Generate concise summaries of longer texts using sequence-to-sequence models.

class SummarizationPipeline(Pipeline):
    def __call__(
        self,
        documents: Union[str, List[str]],
        return_text: bool = True,
        return_tensors: bool = False,
        clean_up_tokenization_spaces: bool = False,
        **generate_kwargs
    ) -> Union[List[Dict], List[List[Dict]]]:
        """
        Summarize input documents.
        
        Args:
            documents: Text(s) to summarize
            return_text: Return text summaries
            return_tensors: Return tensor outputs
            clean_up_tokenization_spaces: Clean tokenization artifacts
            **generate_kwargs: Generation parameters (max_length, min_length, etc.)
        
        Returns:
            List of dictionaries with 'summary_text' key
        """

Translation

Translate text between languages using sequence-to-sequence models.

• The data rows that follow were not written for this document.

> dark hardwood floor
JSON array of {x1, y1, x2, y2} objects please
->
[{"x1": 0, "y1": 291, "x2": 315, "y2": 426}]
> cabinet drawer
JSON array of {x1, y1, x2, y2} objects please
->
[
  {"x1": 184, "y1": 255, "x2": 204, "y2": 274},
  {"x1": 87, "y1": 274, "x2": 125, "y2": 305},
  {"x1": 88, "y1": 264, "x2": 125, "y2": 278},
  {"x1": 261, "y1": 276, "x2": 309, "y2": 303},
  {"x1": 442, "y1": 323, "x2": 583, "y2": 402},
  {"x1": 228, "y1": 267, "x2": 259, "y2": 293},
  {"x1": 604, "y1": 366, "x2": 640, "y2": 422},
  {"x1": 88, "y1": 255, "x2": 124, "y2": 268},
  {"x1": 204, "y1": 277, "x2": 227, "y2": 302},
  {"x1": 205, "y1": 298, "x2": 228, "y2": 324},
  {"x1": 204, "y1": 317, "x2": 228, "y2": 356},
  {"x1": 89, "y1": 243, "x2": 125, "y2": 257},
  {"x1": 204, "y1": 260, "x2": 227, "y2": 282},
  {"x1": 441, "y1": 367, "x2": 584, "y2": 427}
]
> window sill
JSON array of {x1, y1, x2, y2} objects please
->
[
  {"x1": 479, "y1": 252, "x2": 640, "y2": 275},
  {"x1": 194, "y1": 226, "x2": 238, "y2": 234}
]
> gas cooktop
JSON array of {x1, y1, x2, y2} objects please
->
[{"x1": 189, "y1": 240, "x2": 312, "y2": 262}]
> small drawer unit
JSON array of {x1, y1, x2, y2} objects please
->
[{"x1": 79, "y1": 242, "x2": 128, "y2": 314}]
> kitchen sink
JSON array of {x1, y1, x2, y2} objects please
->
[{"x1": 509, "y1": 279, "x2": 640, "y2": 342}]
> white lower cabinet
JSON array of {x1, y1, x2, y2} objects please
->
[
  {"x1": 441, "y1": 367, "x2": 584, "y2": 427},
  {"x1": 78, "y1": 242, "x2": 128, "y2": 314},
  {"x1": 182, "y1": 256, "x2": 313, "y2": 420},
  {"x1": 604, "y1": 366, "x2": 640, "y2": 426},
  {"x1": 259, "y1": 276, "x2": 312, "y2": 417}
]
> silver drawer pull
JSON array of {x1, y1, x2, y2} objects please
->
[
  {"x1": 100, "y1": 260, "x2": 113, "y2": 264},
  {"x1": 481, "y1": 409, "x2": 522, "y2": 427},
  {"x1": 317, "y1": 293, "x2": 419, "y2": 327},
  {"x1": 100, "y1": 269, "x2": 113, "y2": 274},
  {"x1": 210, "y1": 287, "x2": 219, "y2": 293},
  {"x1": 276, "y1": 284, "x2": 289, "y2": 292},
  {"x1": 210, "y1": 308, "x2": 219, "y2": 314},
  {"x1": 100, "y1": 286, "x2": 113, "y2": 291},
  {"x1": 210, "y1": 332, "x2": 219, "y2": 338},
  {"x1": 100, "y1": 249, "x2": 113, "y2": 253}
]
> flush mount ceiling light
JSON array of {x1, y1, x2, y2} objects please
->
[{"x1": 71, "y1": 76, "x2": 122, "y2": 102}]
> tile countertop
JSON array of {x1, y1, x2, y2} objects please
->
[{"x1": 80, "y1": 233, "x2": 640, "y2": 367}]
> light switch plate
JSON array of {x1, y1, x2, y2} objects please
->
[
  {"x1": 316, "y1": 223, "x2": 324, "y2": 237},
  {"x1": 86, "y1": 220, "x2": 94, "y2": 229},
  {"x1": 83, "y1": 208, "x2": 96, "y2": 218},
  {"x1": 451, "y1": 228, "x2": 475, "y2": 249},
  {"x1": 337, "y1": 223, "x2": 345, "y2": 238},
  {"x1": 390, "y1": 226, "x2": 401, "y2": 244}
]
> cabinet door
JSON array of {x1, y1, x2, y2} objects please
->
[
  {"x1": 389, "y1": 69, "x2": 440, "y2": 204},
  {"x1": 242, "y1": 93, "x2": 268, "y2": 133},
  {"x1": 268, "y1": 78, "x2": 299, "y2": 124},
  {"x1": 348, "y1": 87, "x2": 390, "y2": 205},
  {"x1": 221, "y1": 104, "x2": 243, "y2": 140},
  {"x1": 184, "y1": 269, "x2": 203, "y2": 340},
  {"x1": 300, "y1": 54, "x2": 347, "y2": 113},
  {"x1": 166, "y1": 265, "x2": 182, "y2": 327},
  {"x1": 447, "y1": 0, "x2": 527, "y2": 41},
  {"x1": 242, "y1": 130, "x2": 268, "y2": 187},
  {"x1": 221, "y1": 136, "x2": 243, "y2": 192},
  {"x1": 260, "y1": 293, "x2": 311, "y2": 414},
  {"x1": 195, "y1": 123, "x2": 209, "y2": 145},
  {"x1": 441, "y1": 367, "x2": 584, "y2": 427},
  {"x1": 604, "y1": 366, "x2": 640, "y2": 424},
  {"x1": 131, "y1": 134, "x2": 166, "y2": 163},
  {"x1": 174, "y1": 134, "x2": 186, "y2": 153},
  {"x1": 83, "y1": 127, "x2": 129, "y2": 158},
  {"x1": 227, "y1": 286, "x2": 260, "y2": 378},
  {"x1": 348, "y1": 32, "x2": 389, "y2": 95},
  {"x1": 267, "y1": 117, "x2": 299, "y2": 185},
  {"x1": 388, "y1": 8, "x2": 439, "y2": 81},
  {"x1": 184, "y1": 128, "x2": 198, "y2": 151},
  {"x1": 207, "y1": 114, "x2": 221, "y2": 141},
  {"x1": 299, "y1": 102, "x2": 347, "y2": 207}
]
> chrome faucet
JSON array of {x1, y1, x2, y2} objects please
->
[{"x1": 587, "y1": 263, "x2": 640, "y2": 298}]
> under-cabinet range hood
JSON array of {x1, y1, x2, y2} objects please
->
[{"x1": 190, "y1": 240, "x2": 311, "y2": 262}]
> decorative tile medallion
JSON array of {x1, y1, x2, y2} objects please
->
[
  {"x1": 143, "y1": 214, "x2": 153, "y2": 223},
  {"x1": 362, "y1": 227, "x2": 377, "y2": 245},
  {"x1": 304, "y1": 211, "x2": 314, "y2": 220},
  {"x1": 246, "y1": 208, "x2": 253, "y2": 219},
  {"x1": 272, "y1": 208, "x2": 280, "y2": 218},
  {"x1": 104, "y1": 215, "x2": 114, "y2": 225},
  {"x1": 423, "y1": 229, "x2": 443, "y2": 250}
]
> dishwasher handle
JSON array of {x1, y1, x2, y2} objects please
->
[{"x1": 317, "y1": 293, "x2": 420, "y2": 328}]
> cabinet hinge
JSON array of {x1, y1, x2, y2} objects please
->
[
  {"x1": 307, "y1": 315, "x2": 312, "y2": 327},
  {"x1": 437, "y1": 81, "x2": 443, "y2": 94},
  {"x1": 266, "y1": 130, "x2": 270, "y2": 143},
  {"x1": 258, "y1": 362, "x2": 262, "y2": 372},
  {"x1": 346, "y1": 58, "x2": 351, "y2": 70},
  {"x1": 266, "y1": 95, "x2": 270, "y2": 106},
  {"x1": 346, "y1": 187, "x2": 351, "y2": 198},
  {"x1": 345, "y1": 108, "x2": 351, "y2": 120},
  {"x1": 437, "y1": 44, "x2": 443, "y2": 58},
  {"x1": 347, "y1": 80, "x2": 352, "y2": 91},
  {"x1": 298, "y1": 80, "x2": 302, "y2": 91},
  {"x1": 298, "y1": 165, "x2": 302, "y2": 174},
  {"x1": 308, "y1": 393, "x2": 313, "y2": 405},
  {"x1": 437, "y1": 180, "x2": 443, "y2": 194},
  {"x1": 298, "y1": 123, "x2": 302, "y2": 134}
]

class TranslationPipeline(Pipeline):
    def __call__(
        self,
        text: Union[str, List[str]],
        return_text: bool = True,
        clean_up_tokenization_spaces: bool = False,
        **generate_kwargs
    ) -> Union[List[Dict], List[List[Dict]]]:
        """
        Translate input text.
        
        Args:
            text: Text(s) to translate
            return_text: Return translated text
            clean_up_tokenization_spaces: Clean tokenization artifacts
            **generate_kwargs: Generation parameters
        
        Returns:
            List of dictionaries with 'translation_text' key
        """

Image Classification

Classify images into predefined categories with confidence scores.

class ImageClassificationPipeline(Pipeline):
    def __call__(
        self,
        images: Union[str, "PIL.Image", List],
        top_k: int = 5
    ) -> Union[List[Dict], List[List[Dict]]]:
        """
        Classify input image(s).
        
        Args:
            images: Image path, PIL Image, or list of images
            top_k: Number of top predictions to return
        
        Returns:
            List of dictionaries with 'label' and 'score' keys
        """

Object Detection

Detect and locate objects in images with bounding boxes and confidence scores.

class ObjectDetectionPipeline(Pipeline):
    def __call__(
        self,
        images: Union[str, "PIL.Image", List],
        threshold: float = 0.9
    ) -> Union[List[Dict], List[List[Dict]]]:
        """
        Detect objects in image(s).
        
        Args:
            images: Image path, PIL Image, or list of images
            threshold: Confidence threshold for detections
        
        Returns:
            List of dictionaries with 'score', 'label', 'box' keys
        """

Automatic Speech Recognition

Convert speech audio to text with support for various audio formats and languages.

class AutomaticSpeechRecognitionPipeline(Pipeline):
    def __call__(
        self,
        inputs: Union[np.ndarray, bytes, str],
        return_timestamps: Union[bool, str] = False,
        generate_kwargs: Dict = None
    ) -> Union[Dict, List[Dict]]:
        """
        Transcribe speech to text.
        
        Args:
            inputs: Audio array, bytes, or file path
            return_timestamps: Include word-level timestamps
            generate_kwargs: Additional generation parameters
        
        Returns:
            Dictionary with 'text' key and optional timestamps
        """

Zero-Shot Classification

Classify text into arbitrary categories without task-specific training.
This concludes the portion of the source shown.